Pour sa quatrième édition, le Festival de l’Astre s’est attaqué à un sujet globalement fédérateur et profondément d’actualité si l’on en croit les rebondissements de notre élection présidentielle à venir, l’argent. Vaste thématique donc pour les différents auteurs contemporains invités à participer à cette édition, une thématique évidemment fort inspirante au regard de la richesse de la programmation de ce festival atypique !

S’étalant sur trois journées le Festival de l’Astre donne avant tout l’occasion de découvrir des auteurs éclectiques et profondément modernes, entre autres ici Emmanuel Darley, Alexandra Badea ou encore Eric Reinhardt. Cette année encore ils étaient au rendez-vous en nombre, permettant à l’issue de plusieurs représentations des rencontres enrichissantes avec le public. Lectures, performances, spectacles, tout en un week-end, tout était mis en oeuvre pour proposer une offre bigarrée et de qualité. Rares sont les événements populaires et exigeants qui produisent des échanges aussi variés et intellectuellement stimulants, c’est pourquoi nous revenons avec plaisir sur quelques-unes de ces petites pépites dénichées dans le programme du Festival de l’Astre.

Théâtre : Les Lacets

Une mère explique avec froideur à sa fille pourquoi elle la frappe régulièrement, justifiant son geste abject par le fait qu’il est si dur pour elle de l’entretenir financièrement. La compagnie de l’Astre s’empare ici d’une forme courte et particulièrement anxiogène sous la plume incisive d’Adeline Picault. La violence sourde qui s’établit dès les premiers instants de la pièce saisit en effet le spectateur pour ne plus jamais le lâcher. S’engage alors un duel de mots, une bataille acerbe, un jeu cruel de domination pour que la mère puisse une nouvelle fois avoir l’ascendant sur sa fille tétanisée. Sans jamais montrer de manière didactique cette violence, William Astre parvient dans sa mise en scène à installer véritablement un climat pesant et malaisant par la direction au cordeau de ses deux actrices remarquables Veronique Lechat et Nadine Malo, mais aussi grâce a la scénographie d’une efficacité redoutable malgré les petits moyens du festival.
A noter qu’une autre pièce de la même auteure était également présentée en lecture, permettant au public d’assister à un tout autre genre,  « Les rois du rien » s’inscrivant plutôt dans un registre décalé et drolatique.

Performance : Une cartographie corporelle par la Compagnie Hors-piste

Issue d’un travail de collaboration et d’écriture avec des lycéens cette performance était une occasion formidable de donner la parole à certains de ces jeunes, notamment ceux provenant d’ailleurs et actuellement en apprentissage du français.

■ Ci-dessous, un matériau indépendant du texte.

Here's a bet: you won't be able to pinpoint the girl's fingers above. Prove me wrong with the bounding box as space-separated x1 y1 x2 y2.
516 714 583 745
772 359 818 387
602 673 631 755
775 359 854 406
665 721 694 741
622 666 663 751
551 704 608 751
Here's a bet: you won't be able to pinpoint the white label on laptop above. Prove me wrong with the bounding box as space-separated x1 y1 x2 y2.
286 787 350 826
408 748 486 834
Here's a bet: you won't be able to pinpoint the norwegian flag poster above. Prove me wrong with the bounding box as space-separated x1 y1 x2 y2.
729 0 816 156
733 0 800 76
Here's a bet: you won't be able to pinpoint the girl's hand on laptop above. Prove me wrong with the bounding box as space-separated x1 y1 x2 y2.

Une démarche artistique ancrée sur le territoire mettant en parallèle les différents parcours de vie dans un monde globalisé et déshumanisé, donnant à voir beaucoup d’émotions de la part des interprètes. Un bien joli moment !

Théâtre : Moleskine

Ici le Festival réussit particulièrement sa mission, mettant en lumière un auteur absolument passionnant Enzo Cormann. Le texte « Moleskine » mis en scène par William Astre est une plongée acide et sans concession dans l’univers de la peinture, une confrontation de points de vue entre un peintre et sa galeriste autour de la valeur à donner à ses tableaux. La représentation théâtrale a été ponctuée par une interview vidéo de l’auteur, une mise en perspective fascinante qui donne à voir le rapport complexe de l’humain à la valeur argent, notamment dans le milieu artistique. On retrouve la formidable actrice Nadine Malo accompagnée d’André Antébi pour une pièce courte mais redoutable et jubilatoire.

Vous l’aurez compris, il y avait beaucoup de belles choses à découvrir au gré de cette 4ème édition, des textes puissants, des auteurs engagés, des propositions théâtrales abouties et innovantes. Saluons également les interprétations de la compagnie Quelles que soient les circonstances. En guise d’intermèdes entre les représentations, cette compagnie proposait en effet en fil rouge des petites formes jubilatoires poétiques. Ces instants de réunions du public dans le hall font intégralement partie de l’essence de ce festival, un moment de partage et d’échange en toute simplicité,  illustrant à la perfection toute la diversité et l’originalité des propositions. Un rendez-vous annuel à suivre donc, longue vie à ce festival qui porte bien haut l’engagement des artistes.